Nervousness about regional stability resulting from the deteriorating situation in Libya and the protests dotted throughout the MENA region eclipsed any positive sentiment from buoyant oil prices for the kingdom – the world’s largest oil exporter. Protests have already unseated long-time rulers in Tunisia and Egypt, and are threatening to do the same elsewhere.
Brent crude oil prices ended the week at around $114/B and WTI was over $100/B, staying firm as Libya descended into a virtual civil war, which is continuing to impact oil output and shipments. Colonel Mu'ammar al-Qadhafi and regime loyalists were hunkered down in Tripoli, but their hold on the rest of the country appeared to be loosening as opposition forces held on to the second largest city, Benghazi, and seized the key oil export terminal of Marsa al-Brega.
In Saudi Arabia, investors were not only reacting to events elsewhere in MENA, but also to small pockets of unrest within the kingdom itself. Minority Shi'ites staged protests in the Eastern Province towns of 'Awwamiya and Qatif on 3 March, a day after the stock market had closed, demanding the release of prisoners they allege are being held without trial. They continue to maintain that they face restrictions on securing senior government jobs. Last month they secured the release of three prisoners after a protest in 'Awwamiya. There have been calls on Facebook for further action in the kingdom, although whether this will gain any traction remains to be seen.

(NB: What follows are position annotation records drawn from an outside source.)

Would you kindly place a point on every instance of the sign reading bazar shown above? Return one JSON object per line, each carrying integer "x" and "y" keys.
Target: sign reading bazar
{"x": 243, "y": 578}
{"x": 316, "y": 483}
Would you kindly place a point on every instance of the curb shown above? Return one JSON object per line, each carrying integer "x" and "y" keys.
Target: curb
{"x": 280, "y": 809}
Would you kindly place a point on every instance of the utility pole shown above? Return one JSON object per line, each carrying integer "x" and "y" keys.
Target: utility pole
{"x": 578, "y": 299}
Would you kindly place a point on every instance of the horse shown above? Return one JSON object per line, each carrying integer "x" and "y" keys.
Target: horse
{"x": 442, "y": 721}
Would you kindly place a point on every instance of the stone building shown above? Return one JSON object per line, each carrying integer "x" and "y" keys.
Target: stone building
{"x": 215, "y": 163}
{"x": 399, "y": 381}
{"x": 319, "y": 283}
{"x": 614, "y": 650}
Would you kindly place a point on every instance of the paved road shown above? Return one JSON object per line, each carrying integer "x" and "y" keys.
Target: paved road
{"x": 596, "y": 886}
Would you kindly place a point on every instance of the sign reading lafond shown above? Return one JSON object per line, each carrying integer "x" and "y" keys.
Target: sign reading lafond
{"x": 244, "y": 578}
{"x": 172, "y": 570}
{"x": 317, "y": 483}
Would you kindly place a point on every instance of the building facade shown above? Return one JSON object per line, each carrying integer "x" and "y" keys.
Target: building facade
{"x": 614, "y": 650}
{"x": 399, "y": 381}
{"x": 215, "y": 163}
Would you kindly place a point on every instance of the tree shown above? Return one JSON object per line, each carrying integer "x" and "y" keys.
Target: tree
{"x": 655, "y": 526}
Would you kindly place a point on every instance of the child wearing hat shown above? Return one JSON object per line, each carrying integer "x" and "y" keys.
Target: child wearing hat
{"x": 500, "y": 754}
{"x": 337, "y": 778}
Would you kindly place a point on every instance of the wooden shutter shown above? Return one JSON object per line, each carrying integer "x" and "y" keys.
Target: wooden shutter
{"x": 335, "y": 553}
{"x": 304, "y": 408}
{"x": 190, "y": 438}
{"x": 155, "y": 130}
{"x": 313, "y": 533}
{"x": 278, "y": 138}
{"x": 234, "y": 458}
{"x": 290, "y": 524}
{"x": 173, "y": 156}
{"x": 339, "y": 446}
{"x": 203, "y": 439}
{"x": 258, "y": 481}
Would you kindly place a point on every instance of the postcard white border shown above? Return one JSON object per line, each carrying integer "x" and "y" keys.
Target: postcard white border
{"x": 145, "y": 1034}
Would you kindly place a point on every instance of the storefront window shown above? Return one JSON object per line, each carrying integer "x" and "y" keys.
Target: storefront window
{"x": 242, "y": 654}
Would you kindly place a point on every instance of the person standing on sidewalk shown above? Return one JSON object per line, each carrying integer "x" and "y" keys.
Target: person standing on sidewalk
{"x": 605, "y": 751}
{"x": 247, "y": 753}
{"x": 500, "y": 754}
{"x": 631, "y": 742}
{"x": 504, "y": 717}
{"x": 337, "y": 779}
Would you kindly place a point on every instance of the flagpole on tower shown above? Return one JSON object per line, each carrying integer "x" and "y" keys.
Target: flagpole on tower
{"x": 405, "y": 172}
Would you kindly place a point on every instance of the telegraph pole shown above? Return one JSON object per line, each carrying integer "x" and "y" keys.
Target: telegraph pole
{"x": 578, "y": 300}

Stocks tumbled on other exchanges across the region, with the Shuaa Capital Composite Index slipping to an eight-month low of 2,603.42 points. The Kuwaiti benchmark index slumped to its lowest level in six years and the Dubai Financial Market index dropped to a seven-year low of 1,374. In Qatar the Doha index hit its lowest level since September last year.

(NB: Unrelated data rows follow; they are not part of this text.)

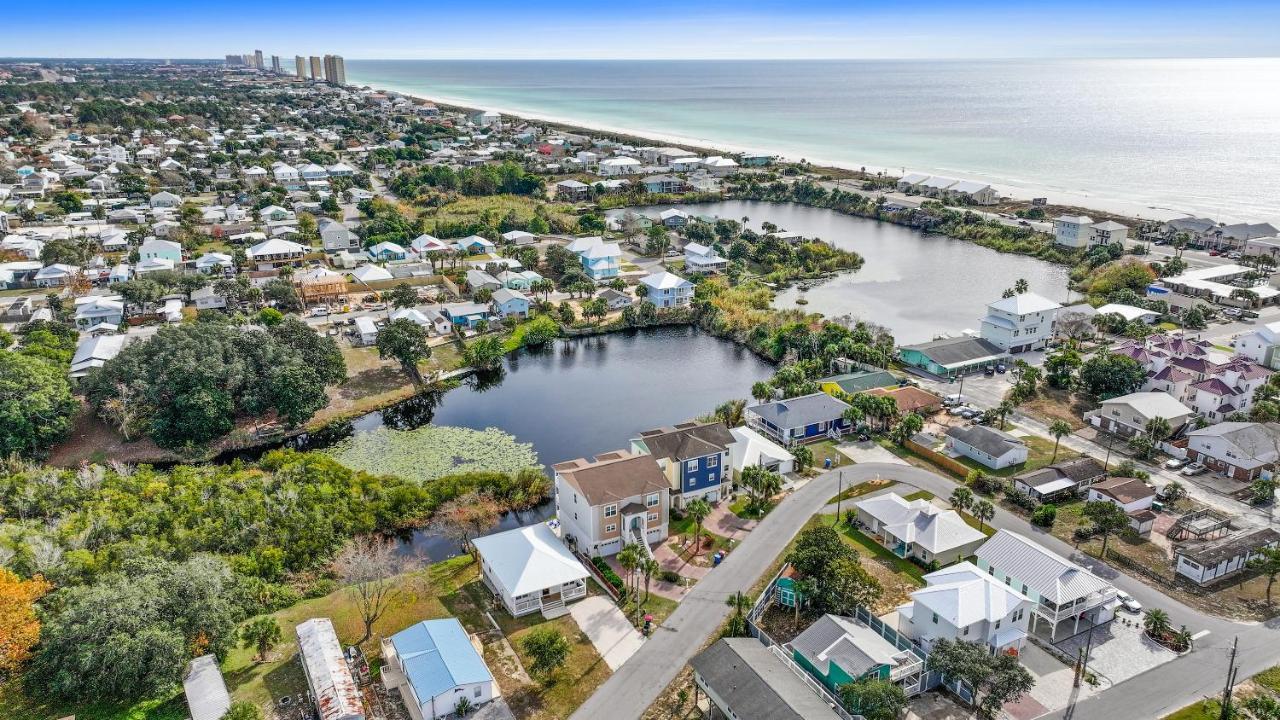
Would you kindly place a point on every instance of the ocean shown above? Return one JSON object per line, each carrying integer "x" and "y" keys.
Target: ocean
{"x": 1152, "y": 137}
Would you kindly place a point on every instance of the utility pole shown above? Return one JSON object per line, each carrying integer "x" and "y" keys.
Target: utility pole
{"x": 1230, "y": 682}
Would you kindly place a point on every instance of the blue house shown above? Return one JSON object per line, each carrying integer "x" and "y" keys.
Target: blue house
{"x": 384, "y": 251}
{"x": 434, "y": 665}
{"x": 510, "y": 304}
{"x": 602, "y": 261}
{"x": 694, "y": 458}
{"x": 800, "y": 419}
{"x": 465, "y": 314}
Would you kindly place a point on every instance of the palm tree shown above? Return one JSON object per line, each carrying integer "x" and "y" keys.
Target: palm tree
{"x": 1059, "y": 429}
{"x": 698, "y": 510}
{"x": 1156, "y": 623}
{"x": 762, "y": 391}
{"x": 983, "y": 510}
{"x": 630, "y": 560}
{"x": 649, "y": 566}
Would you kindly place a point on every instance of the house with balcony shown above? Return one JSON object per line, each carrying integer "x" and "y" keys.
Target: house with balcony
{"x": 1128, "y": 415}
{"x": 963, "y": 602}
{"x": 703, "y": 259}
{"x": 694, "y": 458}
{"x": 839, "y": 651}
{"x": 918, "y": 529}
{"x": 1060, "y": 589}
{"x": 530, "y": 570}
{"x": 800, "y": 419}
{"x": 615, "y": 500}
{"x": 1020, "y": 322}
{"x": 667, "y": 290}
{"x": 1238, "y": 450}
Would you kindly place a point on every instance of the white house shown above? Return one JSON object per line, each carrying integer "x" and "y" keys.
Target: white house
{"x": 1128, "y": 414}
{"x": 1020, "y": 322}
{"x": 993, "y": 449}
{"x": 96, "y": 310}
{"x": 1260, "y": 345}
{"x": 530, "y": 569}
{"x": 160, "y": 249}
{"x": 1060, "y": 589}
{"x": 750, "y": 449}
{"x": 328, "y": 675}
{"x": 1073, "y": 231}
{"x": 618, "y": 167}
{"x": 1212, "y": 560}
{"x": 435, "y": 664}
{"x": 964, "y": 604}
{"x": 668, "y": 290}
{"x": 918, "y": 529}
{"x": 1239, "y": 450}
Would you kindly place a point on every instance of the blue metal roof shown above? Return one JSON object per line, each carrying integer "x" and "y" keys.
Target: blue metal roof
{"x": 438, "y": 656}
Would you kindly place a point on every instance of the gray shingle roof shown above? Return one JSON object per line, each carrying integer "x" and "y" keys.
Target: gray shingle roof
{"x": 799, "y": 411}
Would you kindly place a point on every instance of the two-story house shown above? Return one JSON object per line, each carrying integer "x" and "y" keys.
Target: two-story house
{"x": 616, "y": 500}
{"x": 1059, "y": 589}
{"x": 1020, "y": 322}
{"x": 694, "y": 458}
{"x": 961, "y": 602}
{"x": 667, "y": 290}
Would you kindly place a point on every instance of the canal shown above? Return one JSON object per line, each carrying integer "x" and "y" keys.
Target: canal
{"x": 915, "y": 285}
{"x": 581, "y": 397}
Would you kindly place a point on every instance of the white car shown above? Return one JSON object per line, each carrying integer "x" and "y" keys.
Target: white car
{"x": 1128, "y": 602}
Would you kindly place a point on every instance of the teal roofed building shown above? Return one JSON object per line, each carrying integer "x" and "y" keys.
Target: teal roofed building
{"x": 435, "y": 666}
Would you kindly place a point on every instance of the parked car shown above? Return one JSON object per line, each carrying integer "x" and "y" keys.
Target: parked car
{"x": 1128, "y": 602}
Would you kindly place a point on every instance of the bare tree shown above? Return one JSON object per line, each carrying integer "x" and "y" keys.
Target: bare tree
{"x": 369, "y": 565}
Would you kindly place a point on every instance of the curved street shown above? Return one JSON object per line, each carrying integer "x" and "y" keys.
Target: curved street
{"x": 638, "y": 683}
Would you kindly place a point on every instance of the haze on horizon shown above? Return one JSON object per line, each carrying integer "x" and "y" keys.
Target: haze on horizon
{"x": 652, "y": 30}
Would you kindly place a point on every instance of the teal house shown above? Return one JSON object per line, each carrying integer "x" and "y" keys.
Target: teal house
{"x": 952, "y": 356}
{"x": 839, "y": 651}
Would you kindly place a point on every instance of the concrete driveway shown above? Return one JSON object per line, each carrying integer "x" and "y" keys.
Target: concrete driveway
{"x": 608, "y": 628}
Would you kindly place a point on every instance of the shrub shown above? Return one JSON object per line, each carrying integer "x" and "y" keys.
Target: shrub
{"x": 1045, "y": 515}
{"x": 609, "y": 575}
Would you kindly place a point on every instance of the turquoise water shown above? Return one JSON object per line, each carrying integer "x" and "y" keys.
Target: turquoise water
{"x": 1187, "y": 135}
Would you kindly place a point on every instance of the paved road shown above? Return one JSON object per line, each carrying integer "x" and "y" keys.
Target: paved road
{"x": 1155, "y": 693}
{"x": 634, "y": 687}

In Bahrain, which had seen fervent protests that were brutally put down two weeks ago, before calmer heads prevailed, the situation was stabilizing. While the opposition group announced that they were ready to enter talks with the government, Bahrain’s benchmark index still continued to slide and closed at a nine-month low of 1,377.36 on 3 March. Fitch Ratings downgraded Bahrain’s sovereign ratings to A- (outlook negative) from A on 3 March, with the action on the sovereign mirrored by the downgrading of country’s sovereign wealth fund (SWF), Mumtalakat Holding.
Investors in the region are now, in many cases, more nervous than they were as the US subprime mortgage crisis unfolded, pushing down equities prices across the globe, and stability will need to return to the main hot-spots before investors make a meaningful return. However, there is also a sense that on some of the exchanges in less affected countries the selling has been overdone.
Meanwhile, the opening of the Egyptian stock market, which had been expected on 1 March, was postponed yet again. It had been shut for over a month, before which the benchmark index shed 16%. And when it reopens, selling is expected to resume. Trading was halted on 27 January as shares plummeted, due to the unrest that ultimately ousted long-time president Husni Mubarak. Officials were waiting for the banking system to return to normal before opening the exchange, and now that banks are operating properly experts have urged that the bourse should start up again.
There had been concern that the continued delay in the exchange’s opening could prompt Egypt to be excluded from the MSCI’s emerging market index, with investors suggesting that this could cause the market to lose its allure for international investors. However, after the 40th business day of closure, MSCI would enter a consultation process with regulators and exchange officials over whether to make a change and reclassify the country as a stand alone status, so the exclusion would not be automatic after a certain time period and would take into account the special circumstances in Egypt. The last time a country was ousted and given stand-alone status by MSCI was in 2008 (Pakistan).